Last March, and again in May, the board wrote to the principal listing its numerous concerns about the way he was running the school.

To some it appeared that Mr McKeown was being totally hamstrung by having to refer even the most trivial decision for board approval. In early June he resigned.

The details of the differences between him and the board have remained largely unknown since then.

Neither will they be revealed by yesterday's confidential settlement, negotiated by senior Dublin barristers, which has led to the former principal withdrawing his constructive dismissal case.

In the weeks following Mr McKeown's resignation, a small group of parents came together to demand changes in the board of management's personnel and modus operandi.

They claimed there was an "unprecedented level of mistrust" between the board and the teachers, and they were dissatisfied with board members and their partners taking up paid school posts.

They accused the board of contacting selected parents to look for complaints against Mr McKeown, and demanded the resignation of both the board and the executive committee, which fills the role of school patron and is made up of parents and other supporters.

Throughout the summer and autumn increasingly angry letters flew between the new Concerned Parents group, the board, the executive committee, and another element in the school's Byzantine legal and management structure, the supervisory council.

The council put out a report which was critical both of the board and the executive committee for their attempts to control the dissemination of information, their exclusion of genuinely concerned parents and their failure to restore poor staff morale.

In December representations from the Concerned Parents group - and particularly from one of its members, Fianna Fail county councillor Mr Jimmy Brett - to the Minister for Education, led to Dr Tom McCarthy, a highly-respected educational facilitator, offering to help rebuild bridges between the parties.
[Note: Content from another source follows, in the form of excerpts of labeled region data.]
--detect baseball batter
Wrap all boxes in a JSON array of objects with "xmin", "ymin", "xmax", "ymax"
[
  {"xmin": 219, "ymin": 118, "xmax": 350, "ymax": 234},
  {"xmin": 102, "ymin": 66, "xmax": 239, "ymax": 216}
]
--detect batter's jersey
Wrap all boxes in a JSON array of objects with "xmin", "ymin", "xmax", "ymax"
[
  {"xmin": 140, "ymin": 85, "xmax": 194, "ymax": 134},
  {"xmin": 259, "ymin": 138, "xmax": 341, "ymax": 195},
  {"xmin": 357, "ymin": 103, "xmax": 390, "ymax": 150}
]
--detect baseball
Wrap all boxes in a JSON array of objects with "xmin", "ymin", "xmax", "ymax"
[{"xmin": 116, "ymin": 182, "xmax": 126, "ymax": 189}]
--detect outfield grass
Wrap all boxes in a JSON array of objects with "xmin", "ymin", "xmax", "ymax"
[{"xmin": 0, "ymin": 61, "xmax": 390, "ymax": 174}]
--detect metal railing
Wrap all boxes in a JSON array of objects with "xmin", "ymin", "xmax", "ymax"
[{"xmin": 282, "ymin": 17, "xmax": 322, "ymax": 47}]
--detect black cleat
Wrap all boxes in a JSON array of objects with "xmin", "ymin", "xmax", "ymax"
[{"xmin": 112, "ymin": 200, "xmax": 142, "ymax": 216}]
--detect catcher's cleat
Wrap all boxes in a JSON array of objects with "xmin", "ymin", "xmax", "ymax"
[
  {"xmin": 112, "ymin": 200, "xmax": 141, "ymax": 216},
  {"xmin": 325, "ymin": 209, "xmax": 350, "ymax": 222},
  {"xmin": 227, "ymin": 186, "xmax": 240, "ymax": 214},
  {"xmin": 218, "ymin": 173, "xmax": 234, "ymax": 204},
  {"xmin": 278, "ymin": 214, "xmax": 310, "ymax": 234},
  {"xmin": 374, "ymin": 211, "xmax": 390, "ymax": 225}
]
More recently a group of parents has brought in another facilitator specially to help mend relations between parents and those who run the school.

Also in December, the executive committee held a chaotic annual general meeting at which its officer board was re-elected amid lengthy procedural wrangles and allegations of voting irregularities.

The last six months have been too much for four of the school's 11 teachers - including the acting principal.

They have resigned on a variety of personal, professional and health grounds. One told the December a.g.m. she had "never worked under so much strain."

Educate Together, the umbrella body for the multi-denominational sector, is understood to believe that at the Kilkenny School the vital balance between a parent-run management body and a professional teaching staff broke down.

The Kilkenny board too often tried to run everything. Such basic safeguards as a proper grievance procedure for teachers were non-existent.